12:00 p.m. Lunch (Everett Jackson II Room)
1:00 p.m. Discussion of Knowing What Students Know (KWSK) (NRC, 2001)
This will be an open discussion of issues raised by KWSK, guided by the following questions: From your perspective, what kinds of questions does this document raise? What is your response to its explicit assumptions? What appear to be its tacit assumptions or presuppositions? What, do you imagine, might be the consequences of pursuing the path it illuminates? What productive questions or kinds of research does it encourage or foreclose? This will be an opportunity to begin to illuminate issues on which we might focus our attention.
4:00 p.m. Summarizing the Issues Raised by KWSK Discussion and Foreshadowing
Thursday's Dialogue
5:00 p.m. Adjourn
6:30 p.m. Depart for Dinner
7:00 p.m. Dinner
Thursday, May 2
Everett Jackson I Room
8:30 a.m. Breakfast
9:00 a.m. Exploring the Intersection between Our Intellectual Perspectives and
Assessment Practice
Participants will each have the opportunity to address the following questions: How do you see your work or that of others in your field illuminating the conceptualization, practice, and use of assessment? What alternatives or analogues to assessments based in psychometrics / cognitive science do you imagine might be developed? How might your work or that of others in your field critically examine the way assessments shape and are shaped by the social contexts in which they are produced and received? Participants may choose to make a brief, informal presentation and/or to contribute through responses to others' presentations.
12:00 p.m. Lunch
1:00 p.m. Forging an Agenda
Following the morning's dialogue, we will use this time to articulate possible goals for collaborative work and ways to accomplish them, including discussion of the possibility of an edited book. We will consider what recommendations we might develop for dissemination based on the two planned meetings and whether a longer range agenda seems worthwhile to explore.
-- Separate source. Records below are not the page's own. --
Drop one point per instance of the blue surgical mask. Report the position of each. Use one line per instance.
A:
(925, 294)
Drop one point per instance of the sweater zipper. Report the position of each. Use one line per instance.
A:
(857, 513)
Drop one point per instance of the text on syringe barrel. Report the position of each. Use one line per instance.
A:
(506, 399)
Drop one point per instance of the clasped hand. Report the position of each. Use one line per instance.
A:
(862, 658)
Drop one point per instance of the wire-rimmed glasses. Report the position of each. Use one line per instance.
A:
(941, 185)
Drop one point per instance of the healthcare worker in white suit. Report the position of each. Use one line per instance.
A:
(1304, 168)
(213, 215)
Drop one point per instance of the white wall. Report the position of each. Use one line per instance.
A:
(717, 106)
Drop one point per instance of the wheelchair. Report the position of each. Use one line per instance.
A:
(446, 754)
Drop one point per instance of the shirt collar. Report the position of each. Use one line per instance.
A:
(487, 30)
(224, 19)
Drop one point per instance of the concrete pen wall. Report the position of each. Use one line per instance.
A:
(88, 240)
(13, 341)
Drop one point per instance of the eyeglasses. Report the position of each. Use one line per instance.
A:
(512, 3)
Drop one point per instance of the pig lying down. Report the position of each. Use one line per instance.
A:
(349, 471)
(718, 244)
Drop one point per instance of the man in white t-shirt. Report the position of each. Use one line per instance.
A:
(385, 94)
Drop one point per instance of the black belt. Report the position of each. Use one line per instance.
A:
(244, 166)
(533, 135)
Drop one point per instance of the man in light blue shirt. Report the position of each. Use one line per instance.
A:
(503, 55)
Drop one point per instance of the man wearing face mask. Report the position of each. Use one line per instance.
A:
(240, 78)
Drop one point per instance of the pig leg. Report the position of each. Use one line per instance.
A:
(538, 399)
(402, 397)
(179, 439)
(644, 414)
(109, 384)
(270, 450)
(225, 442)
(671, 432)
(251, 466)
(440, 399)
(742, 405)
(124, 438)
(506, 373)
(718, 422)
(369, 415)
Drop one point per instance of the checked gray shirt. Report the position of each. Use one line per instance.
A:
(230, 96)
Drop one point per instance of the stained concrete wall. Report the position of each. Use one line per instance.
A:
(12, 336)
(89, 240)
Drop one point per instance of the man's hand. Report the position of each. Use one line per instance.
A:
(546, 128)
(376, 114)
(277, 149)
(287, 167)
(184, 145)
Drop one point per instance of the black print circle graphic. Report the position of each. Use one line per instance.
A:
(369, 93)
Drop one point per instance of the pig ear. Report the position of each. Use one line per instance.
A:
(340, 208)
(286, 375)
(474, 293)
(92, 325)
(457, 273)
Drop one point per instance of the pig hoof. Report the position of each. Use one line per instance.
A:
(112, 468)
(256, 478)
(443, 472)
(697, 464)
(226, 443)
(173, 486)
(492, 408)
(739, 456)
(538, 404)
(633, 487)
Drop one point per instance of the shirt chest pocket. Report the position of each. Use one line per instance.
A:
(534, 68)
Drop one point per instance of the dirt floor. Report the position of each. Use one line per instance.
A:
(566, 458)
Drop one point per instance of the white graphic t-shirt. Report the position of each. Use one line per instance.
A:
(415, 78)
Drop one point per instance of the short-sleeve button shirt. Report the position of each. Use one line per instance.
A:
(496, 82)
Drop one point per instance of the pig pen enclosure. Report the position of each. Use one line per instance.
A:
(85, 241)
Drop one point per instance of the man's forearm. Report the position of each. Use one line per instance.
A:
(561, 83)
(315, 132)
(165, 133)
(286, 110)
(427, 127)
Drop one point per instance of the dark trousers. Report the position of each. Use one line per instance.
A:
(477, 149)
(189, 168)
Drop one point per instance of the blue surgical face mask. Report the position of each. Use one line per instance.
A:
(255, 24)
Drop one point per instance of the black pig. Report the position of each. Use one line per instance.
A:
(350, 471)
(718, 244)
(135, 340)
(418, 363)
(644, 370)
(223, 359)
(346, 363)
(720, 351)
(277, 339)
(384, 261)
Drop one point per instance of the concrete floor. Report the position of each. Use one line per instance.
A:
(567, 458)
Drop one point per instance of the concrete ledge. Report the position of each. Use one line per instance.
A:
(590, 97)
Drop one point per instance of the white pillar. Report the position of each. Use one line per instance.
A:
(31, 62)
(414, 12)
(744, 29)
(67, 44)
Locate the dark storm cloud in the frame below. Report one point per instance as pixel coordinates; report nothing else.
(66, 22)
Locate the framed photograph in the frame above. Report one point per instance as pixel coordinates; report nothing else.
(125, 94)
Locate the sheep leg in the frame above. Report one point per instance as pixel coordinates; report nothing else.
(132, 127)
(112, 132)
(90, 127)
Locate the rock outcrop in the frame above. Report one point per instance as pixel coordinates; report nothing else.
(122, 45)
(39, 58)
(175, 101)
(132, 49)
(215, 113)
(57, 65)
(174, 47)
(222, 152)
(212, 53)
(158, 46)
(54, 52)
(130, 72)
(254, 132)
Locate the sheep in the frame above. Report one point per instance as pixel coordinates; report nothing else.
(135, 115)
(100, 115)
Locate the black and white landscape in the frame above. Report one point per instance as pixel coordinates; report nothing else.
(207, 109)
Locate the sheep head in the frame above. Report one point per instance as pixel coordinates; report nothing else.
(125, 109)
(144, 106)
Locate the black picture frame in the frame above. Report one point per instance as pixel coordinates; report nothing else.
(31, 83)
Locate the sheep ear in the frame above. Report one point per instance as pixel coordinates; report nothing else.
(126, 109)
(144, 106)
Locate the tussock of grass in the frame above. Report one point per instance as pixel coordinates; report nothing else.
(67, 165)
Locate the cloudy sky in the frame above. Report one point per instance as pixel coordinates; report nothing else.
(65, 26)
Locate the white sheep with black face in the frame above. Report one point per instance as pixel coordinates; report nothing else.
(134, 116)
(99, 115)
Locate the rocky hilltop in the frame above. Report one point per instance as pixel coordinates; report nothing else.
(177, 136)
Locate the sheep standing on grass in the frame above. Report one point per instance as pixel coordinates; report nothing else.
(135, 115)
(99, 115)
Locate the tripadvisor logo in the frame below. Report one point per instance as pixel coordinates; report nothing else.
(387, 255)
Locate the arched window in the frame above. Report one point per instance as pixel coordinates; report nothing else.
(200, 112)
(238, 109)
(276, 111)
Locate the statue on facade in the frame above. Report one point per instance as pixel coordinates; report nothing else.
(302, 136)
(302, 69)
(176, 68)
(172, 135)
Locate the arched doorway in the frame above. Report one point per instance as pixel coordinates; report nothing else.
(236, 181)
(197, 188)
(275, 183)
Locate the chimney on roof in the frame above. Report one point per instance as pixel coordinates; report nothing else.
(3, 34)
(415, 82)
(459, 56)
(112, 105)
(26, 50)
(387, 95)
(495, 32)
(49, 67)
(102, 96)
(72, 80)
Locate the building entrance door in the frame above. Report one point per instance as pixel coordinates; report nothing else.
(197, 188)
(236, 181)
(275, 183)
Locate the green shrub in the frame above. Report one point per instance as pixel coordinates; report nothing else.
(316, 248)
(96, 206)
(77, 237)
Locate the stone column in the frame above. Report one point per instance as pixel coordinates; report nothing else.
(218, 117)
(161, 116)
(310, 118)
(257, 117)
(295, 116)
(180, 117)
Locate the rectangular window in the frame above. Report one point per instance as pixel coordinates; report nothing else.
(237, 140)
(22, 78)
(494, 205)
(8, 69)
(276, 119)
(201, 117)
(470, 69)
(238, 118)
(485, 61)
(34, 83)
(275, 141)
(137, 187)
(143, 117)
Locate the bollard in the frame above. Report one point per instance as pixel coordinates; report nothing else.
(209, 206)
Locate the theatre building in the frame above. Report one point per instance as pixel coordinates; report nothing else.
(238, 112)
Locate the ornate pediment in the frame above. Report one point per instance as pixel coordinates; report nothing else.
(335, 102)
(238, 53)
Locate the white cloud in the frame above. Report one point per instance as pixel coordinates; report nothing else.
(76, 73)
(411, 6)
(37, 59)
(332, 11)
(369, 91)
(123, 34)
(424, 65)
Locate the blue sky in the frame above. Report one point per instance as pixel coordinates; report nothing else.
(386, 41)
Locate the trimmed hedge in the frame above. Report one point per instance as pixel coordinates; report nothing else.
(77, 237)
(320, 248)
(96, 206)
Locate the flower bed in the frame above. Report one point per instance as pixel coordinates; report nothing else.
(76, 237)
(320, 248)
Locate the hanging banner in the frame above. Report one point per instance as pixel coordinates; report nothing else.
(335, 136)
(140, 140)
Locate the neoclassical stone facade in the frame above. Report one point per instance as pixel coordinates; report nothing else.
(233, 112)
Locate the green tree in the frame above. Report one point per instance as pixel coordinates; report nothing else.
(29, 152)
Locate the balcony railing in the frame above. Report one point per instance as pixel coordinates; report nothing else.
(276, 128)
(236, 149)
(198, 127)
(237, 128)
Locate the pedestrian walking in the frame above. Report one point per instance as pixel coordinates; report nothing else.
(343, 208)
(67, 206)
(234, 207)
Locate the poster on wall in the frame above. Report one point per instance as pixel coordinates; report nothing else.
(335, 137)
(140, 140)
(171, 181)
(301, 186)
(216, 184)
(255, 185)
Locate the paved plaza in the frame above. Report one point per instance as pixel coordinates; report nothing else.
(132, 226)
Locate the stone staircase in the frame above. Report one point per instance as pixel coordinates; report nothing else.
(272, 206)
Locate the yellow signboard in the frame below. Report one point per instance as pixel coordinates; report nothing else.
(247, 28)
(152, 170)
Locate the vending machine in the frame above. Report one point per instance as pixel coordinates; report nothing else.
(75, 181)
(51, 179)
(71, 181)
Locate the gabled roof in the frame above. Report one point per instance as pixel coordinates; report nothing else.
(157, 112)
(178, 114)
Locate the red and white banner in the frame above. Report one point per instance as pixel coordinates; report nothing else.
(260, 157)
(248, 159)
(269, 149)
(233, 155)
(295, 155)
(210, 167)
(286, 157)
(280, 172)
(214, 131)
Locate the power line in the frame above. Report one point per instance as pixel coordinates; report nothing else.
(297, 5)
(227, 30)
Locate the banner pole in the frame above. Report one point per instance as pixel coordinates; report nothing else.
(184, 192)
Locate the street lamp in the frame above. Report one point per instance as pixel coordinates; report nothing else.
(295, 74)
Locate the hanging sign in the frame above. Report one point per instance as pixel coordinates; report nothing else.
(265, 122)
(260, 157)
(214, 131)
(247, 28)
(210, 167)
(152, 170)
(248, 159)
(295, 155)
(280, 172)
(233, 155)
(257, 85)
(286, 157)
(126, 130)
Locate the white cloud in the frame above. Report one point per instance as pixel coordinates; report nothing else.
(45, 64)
4:30 p.m. Taking Stock of Our Goals
5:00 p.m. Adjourn
6:30 p.m. Depart for Dinner
7:00 p.m. Dinner
Friday, May 3
Everett Jackson I Room
7:30 a.m. Breakfast
8:00 a.m. Critiquing the First Meeting/Planning the Second Meeting
This closing session will be guided by the following questions: What aspects of this first meeting made it more or less productive for you and why? What other research questions or practices should we consider? What do you want to see on an agenda for our second meeting? Are there one or two other people we should ask to join us? When should the meeting occur? What tasks need to be accomplished between now and then? What do we want to have accomplished by (or soon after) the close of the second meeting?